Sea Containers Ltd.
- Industry: Passenger transport Leisure Marine container leasing
- Founded: 1965
- Defunct: 2009
- Fate: liquidated
- Headquarters: Hamilton, Bermuda London, England
- Key people: Bob Mackenzie (CEO & President) James Sherwood (Founder)
- Website: www.seacontainers.com

= Sea Containers =

Shipping company

Sea Containers was a Bermudan registered company which operated two primary business areas: transport and container leasing.

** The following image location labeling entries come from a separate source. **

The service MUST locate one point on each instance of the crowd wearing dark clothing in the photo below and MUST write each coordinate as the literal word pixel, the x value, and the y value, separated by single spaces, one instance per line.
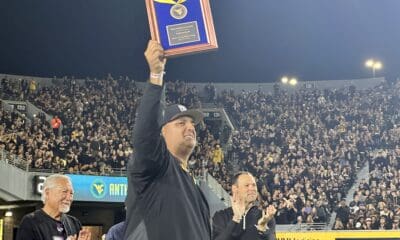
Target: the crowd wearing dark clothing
pixel 304 148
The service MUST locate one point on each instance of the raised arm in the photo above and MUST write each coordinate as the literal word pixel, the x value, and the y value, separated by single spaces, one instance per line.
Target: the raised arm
pixel 146 133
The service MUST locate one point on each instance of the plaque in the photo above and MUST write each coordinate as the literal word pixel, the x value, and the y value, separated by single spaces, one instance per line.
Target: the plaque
pixel 182 26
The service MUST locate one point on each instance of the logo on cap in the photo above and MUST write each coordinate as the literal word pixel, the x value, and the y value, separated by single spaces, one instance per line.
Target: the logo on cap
pixel 182 108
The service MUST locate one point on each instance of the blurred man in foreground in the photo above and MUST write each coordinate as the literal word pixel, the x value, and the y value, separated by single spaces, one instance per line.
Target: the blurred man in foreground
pixel 244 220
pixel 51 222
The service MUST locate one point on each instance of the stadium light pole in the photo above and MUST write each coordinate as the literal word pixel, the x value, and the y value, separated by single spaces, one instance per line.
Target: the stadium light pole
pixel 292 81
pixel 285 80
pixel 374 65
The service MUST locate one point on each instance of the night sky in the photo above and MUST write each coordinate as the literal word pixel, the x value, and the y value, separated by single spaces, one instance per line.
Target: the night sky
pixel 259 40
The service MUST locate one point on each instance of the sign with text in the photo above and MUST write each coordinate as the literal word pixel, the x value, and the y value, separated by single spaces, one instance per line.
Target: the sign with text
pixel 182 26
pixel 92 188
pixel 99 188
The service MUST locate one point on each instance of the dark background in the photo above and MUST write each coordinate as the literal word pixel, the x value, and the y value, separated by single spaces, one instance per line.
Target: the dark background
pixel 260 40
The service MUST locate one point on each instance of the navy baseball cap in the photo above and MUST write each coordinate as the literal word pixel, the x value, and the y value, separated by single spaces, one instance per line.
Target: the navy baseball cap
pixel 175 111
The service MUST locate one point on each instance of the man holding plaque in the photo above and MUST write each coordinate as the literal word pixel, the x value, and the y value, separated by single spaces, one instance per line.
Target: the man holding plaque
pixel 163 202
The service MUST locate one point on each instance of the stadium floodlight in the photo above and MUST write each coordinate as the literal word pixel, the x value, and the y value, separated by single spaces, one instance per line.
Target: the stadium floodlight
pixel 369 63
pixel 374 65
pixel 8 214
pixel 293 82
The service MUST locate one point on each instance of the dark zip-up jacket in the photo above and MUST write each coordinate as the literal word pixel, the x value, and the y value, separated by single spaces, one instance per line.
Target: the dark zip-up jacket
pixel 163 202
pixel 224 228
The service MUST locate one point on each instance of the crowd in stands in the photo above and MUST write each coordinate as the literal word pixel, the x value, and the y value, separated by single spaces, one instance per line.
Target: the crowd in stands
pixel 376 203
pixel 305 148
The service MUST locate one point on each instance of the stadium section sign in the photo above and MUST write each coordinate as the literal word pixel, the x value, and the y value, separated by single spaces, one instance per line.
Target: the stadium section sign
pixel 93 188
pixel 339 235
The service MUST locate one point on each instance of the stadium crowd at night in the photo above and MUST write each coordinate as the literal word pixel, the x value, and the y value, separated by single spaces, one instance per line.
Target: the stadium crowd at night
pixel 304 147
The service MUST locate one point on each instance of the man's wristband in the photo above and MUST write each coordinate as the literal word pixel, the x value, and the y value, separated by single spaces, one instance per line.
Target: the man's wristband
pixel 157 75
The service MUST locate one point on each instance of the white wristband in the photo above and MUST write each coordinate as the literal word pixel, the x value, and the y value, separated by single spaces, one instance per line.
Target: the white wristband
pixel 157 75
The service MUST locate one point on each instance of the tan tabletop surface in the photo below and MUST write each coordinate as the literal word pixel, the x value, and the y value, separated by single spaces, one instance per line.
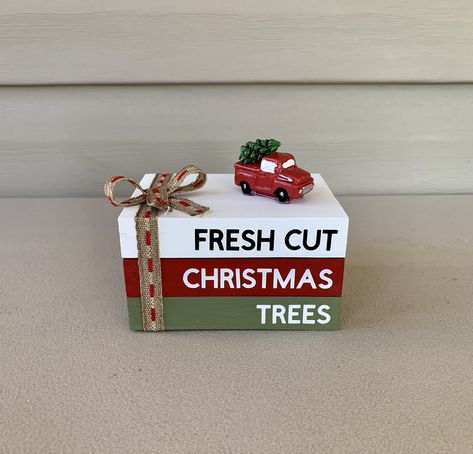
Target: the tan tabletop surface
pixel 397 378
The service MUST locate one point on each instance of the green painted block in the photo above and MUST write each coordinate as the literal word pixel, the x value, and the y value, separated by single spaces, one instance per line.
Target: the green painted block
pixel 280 313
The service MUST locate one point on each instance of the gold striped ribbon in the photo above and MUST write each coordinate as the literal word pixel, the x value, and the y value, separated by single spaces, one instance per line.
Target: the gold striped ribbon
pixel 159 196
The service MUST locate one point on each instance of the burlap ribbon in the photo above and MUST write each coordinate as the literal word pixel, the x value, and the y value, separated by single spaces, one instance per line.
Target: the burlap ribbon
pixel 159 196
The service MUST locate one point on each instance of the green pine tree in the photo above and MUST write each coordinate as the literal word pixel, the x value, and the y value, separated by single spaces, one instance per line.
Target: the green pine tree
pixel 252 152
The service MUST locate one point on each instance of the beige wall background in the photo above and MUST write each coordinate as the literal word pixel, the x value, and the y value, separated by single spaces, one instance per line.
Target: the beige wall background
pixel 374 94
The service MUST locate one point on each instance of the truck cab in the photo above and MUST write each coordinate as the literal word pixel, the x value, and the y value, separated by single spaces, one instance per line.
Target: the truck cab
pixel 276 175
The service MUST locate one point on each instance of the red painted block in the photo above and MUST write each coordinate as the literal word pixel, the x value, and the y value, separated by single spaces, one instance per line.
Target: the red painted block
pixel 243 277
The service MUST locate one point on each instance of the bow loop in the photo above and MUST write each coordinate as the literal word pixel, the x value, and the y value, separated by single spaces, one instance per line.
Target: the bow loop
pixel 113 182
pixel 159 196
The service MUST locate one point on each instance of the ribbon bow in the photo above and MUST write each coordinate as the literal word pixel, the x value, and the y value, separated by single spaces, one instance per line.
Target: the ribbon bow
pixel 159 196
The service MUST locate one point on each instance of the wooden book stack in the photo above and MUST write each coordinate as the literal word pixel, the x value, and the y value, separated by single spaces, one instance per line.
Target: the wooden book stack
pixel 247 263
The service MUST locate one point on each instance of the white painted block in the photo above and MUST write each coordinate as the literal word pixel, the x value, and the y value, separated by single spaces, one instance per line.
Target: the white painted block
pixel 318 212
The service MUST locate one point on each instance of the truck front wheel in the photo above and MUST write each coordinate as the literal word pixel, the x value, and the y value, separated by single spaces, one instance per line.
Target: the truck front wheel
pixel 245 188
pixel 282 196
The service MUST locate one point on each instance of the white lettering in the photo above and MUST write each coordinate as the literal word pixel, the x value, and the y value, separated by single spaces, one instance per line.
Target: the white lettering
pixel 263 308
pixel 293 314
pixel 308 311
pixel 328 281
pixel 278 312
pixel 185 278
pixel 306 278
pixel 320 311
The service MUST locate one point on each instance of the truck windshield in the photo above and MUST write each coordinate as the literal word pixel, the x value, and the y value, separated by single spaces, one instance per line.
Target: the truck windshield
pixel 289 163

It was founded in 1965 by James Sherwood and was initially focused on the leasing of cargo containers. During 1974, Sea Containers was floated on the New York Stock Exchange. Over the next three decades, the company branched into various other markets, leading to the creation of the Orient-Express Hotels chain, hovercraft, and the Venice-Simplon Orient Express train service. In May 1989, the British-based transport company Tiphook launched a $824 million bid to take over Sea Containers, which was successfully opposed by Sherwood. Sherwood maintained his leadership of the company into the twenty-first century, during which time he become fairly wealthy, something for which he was criticised following the collapse of the company.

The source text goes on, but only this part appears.